The American Association for Cancer Research announced today that ProPublica has won the June L. Biedler Prize for Cancer Journalism in the Online/Multimedia category. The annual prize honors outstanding journalistic coverage that enhances the public’s understanding of cancer, cancer research or cancer policy. ProPublica was recognized for a project by reporter Caroline Chen and former Google News Lab fellow Riley Wong that concerned a stark underrepresentation of African Americans in clinical trials for cancer drugs, even when the type of cancer disproportionately affects them.
Chen and Wong found that, in trials for 24 of the 31 cancer drugs approved since 2015, fewer than 5 percent of the patients were black, though African Americans make up 13.4 percent of the U.S. population. As a result, desperately ill black patients aren’t getting access to experimental drugs that could extend their life spans or improve their quality of life. One particularly striking example showed that even though black Americans are more than twice as likely as white Americans to be diagnosed with multiple myeloma, in four recent drug trials for that blood cancer, on average, only 5 percent of patients were black.
The team created its own data set for the story, manually entering FDA data on clinical trials used to approve drugs into a spreadsheet, and then matching it with incidence data from the National Cancer Institute. In order to understand the disparities they identified and the complex reasons for them, Chen and Wong spent months talking to various stakeholders: patients, physicians, drugmakers, researchers, patient advocacy groups, FDA officials and principal investigators overseeing clinical trials.
Finding individual patients whose stories could be told was particularly challenging.

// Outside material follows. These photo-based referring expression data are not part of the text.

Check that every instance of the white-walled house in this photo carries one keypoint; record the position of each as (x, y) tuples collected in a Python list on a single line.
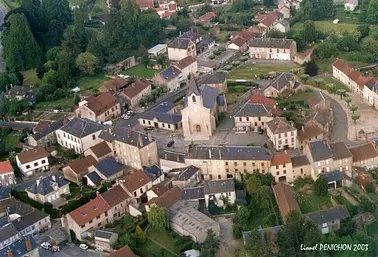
[(32, 161), (79, 134), (219, 190)]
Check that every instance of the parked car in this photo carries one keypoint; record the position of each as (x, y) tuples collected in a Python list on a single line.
[(83, 246), (46, 245)]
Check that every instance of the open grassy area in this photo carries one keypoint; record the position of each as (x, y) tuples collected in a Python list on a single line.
[(30, 77), (65, 103), (251, 71), (91, 84), (140, 71), (309, 202)]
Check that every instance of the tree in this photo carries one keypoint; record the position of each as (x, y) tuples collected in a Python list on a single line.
[(355, 117), (311, 68), (253, 183), (139, 235), (210, 246), (87, 62), (320, 187), (348, 100), (353, 108), (21, 50), (309, 31), (157, 217)]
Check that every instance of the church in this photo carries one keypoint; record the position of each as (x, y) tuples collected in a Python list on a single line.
[(202, 106)]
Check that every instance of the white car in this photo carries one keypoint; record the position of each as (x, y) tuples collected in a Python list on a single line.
[(46, 245), (83, 246)]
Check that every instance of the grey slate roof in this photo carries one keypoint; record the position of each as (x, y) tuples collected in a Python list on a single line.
[(298, 161), (253, 110), (325, 216), (49, 129), (228, 153), (126, 136), (192, 193), (219, 186), (320, 150), (45, 185), (81, 127), (108, 167), (271, 43)]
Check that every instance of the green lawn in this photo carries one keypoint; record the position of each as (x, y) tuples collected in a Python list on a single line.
[(30, 77), (140, 71), (91, 84), (308, 202), (251, 71), (64, 103)]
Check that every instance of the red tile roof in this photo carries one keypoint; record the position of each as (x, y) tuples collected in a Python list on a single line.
[(261, 99), (280, 159), (89, 211), (6, 167), (134, 89)]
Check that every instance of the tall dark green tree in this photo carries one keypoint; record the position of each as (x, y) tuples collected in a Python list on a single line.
[(21, 50)]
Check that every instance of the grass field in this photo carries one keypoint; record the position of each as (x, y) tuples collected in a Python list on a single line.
[(250, 71), (140, 71), (308, 202), (91, 84), (30, 77)]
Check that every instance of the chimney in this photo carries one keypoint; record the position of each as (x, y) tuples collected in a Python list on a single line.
[(10, 254), (28, 244)]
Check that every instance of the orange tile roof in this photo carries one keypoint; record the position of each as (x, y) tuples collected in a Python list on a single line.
[(6, 167), (280, 159)]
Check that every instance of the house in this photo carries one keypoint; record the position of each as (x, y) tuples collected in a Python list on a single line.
[(252, 117), (79, 134), (112, 85), (308, 134), (123, 252), (32, 161), (105, 239), (155, 173), (101, 108), (134, 92), (7, 177), (21, 93), (49, 189), (75, 170), (365, 155), (185, 177), (188, 221), (170, 78), (220, 162), (219, 191), (285, 199), (105, 170), (201, 111), (187, 66), (181, 47), (281, 167), (44, 133), (99, 151), (281, 133), (158, 50), (272, 49), (131, 147), (328, 220), (163, 116), (350, 5), (171, 160), (282, 82), (217, 80)]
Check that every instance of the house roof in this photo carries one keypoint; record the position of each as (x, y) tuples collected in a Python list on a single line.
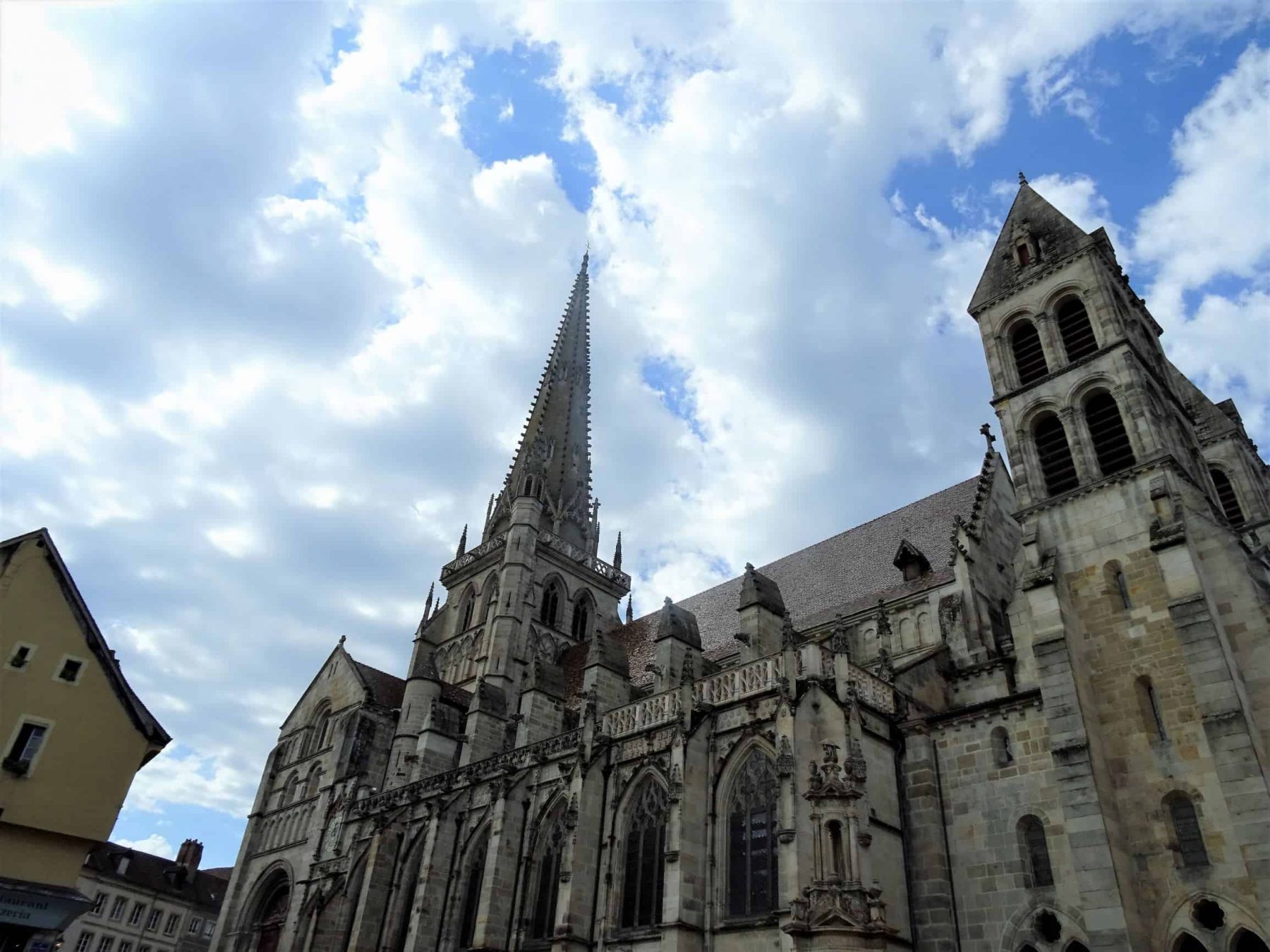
[(145, 721), (841, 574), (1058, 236), (155, 874)]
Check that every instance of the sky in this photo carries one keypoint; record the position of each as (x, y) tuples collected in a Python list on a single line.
[(277, 282)]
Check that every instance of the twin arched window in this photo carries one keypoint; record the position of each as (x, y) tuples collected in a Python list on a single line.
[(644, 879), (752, 838), (550, 856), (1227, 498), (1035, 850)]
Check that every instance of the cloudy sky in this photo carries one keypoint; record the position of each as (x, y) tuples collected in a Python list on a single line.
[(279, 279)]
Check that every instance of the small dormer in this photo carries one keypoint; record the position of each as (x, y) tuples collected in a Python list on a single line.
[(911, 561)]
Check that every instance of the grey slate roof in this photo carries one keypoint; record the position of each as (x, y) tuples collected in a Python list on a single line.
[(844, 573), (1057, 234)]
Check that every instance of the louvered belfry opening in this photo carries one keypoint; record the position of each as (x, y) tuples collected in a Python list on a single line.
[(1056, 455), (1106, 431), (1029, 355), (1075, 328), (1226, 496)]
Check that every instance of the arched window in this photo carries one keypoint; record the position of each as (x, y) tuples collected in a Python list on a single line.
[(1075, 328), (471, 889), (646, 857), (550, 856), (1226, 496), (1056, 455), (1190, 841), (1001, 753), (1029, 355), (550, 609), (752, 838), (1106, 429), (581, 620), (1149, 704), (1035, 850)]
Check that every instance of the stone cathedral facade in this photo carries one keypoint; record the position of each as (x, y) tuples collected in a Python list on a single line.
[(1027, 714)]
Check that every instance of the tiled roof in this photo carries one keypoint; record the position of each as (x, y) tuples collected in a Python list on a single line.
[(844, 571), (387, 690), (154, 874)]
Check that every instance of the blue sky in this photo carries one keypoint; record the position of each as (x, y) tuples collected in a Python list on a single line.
[(279, 279)]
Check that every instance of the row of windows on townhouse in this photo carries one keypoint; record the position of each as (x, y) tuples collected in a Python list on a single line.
[(197, 924)]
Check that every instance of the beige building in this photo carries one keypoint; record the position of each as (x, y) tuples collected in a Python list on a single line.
[(1027, 714), (74, 736), (144, 903)]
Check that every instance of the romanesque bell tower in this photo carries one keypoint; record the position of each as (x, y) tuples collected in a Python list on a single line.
[(530, 590), (1144, 598)]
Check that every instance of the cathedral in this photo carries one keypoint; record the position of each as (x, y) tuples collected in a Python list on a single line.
[(1027, 714)]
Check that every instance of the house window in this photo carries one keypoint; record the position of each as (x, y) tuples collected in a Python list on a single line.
[(25, 747), (752, 838), (1035, 850), (1106, 431), (552, 855), (646, 857), (1075, 329), (1226, 496), (1190, 841), (1056, 455), (1029, 353), (20, 657)]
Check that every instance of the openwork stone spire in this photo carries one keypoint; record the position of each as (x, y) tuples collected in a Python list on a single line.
[(552, 461)]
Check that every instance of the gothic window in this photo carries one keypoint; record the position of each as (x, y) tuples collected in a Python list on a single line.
[(1056, 455), (471, 891), (1106, 429), (1149, 704), (646, 857), (550, 611), (1075, 328), (1032, 839), (581, 620), (1190, 841), (1029, 353), (550, 856), (1226, 496), (1001, 753), (752, 838)]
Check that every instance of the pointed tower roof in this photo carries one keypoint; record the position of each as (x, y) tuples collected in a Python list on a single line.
[(1054, 236), (555, 447)]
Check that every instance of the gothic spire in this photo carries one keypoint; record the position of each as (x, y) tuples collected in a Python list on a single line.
[(552, 461)]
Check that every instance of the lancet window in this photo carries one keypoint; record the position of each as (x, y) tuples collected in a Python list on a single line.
[(752, 838), (644, 877), (552, 846)]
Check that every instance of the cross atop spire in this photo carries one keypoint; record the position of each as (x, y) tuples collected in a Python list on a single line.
[(552, 461)]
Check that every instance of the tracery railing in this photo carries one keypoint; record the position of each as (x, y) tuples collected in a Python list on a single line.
[(734, 683), (471, 555), (571, 551)]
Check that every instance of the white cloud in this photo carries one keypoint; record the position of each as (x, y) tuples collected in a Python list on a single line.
[(155, 844)]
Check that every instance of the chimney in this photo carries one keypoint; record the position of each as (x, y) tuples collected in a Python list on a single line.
[(190, 855)]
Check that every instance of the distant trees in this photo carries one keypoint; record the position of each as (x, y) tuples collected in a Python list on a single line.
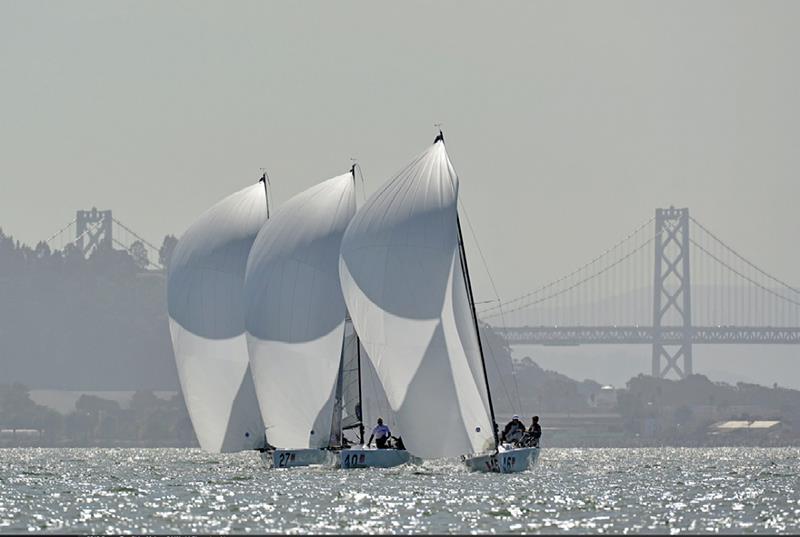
[(149, 420), (75, 323)]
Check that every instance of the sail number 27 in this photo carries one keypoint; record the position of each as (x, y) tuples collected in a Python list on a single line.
[(284, 458)]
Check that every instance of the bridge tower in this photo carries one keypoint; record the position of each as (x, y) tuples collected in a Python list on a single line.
[(93, 230), (672, 298)]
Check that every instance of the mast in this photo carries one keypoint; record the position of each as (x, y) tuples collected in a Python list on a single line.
[(358, 353), (465, 272), (360, 403), (336, 421), (264, 180)]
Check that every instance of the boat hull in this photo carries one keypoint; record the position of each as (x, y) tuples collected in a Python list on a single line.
[(372, 458), (505, 462), (293, 458)]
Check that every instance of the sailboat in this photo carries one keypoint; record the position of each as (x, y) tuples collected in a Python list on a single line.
[(406, 284), (361, 397), (295, 316), (205, 283)]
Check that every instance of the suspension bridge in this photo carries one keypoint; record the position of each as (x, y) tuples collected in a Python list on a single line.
[(92, 230), (670, 283)]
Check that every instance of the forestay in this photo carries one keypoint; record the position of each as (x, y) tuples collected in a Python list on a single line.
[(206, 318), (295, 313), (363, 398), (403, 284)]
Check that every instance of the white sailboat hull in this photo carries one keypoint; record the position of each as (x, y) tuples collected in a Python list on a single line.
[(372, 458), (293, 458), (504, 462)]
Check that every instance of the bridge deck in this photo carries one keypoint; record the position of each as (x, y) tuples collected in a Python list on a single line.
[(593, 335)]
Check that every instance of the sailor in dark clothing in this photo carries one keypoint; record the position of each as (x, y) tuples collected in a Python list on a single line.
[(534, 432), (381, 434), (513, 431)]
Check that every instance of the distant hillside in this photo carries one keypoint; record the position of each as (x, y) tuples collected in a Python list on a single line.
[(83, 324)]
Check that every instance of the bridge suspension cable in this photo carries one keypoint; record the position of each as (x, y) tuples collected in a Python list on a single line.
[(555, 282)]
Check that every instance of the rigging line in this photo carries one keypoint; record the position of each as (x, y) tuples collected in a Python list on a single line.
[(746, 278), (363, 180), (577, 283), (577, 270), (129, 230), (773, 278), (502, 317), (60, 231)]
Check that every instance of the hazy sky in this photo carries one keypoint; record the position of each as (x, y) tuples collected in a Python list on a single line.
[(568, 122)]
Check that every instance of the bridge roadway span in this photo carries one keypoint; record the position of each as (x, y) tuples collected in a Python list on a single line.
[(593, 335)]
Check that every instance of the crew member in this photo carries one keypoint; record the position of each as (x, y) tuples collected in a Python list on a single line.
[(534, 432), (381, 434), (513, 431)]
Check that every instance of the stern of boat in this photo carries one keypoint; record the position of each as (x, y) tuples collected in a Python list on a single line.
[(503, 462), (372, 458)]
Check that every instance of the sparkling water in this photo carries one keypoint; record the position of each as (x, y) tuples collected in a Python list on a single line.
[(569, 490)]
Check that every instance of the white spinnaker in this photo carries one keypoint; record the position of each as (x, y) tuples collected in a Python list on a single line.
[(295, 313), (373, 400), (404, 288), (206, 318)]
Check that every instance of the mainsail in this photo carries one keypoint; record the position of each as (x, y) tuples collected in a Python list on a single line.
[(295, 313), (403, 281), (206, 319)]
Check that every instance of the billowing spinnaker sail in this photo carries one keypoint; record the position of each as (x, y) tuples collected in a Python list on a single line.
[(370, 396), (403, 284), (206, 318), (295, 313)]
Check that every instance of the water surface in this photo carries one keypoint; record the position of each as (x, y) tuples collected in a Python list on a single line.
[(569, 490)]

One reason for low African-American participation in clinical trials is that black patients often don’t belong to support groups or have doctors at academic hospitals. Instead, the reporters found them through cold calling, Facebook messaging and word of mouth. In the course of interviewing patients, they realized that many people don’t understand how trials work, prompting them to create and publish the Cancer Patient’s Guide to Clinical Trials. The guide has been shared through social media by the Leukemia and Lymphoma Society. The nonprofit BIO Ventures for Global Health also wrote an op-ed in response to the investigation, noting that “clinical trials are perpetuating existing health care disparities across the globe.”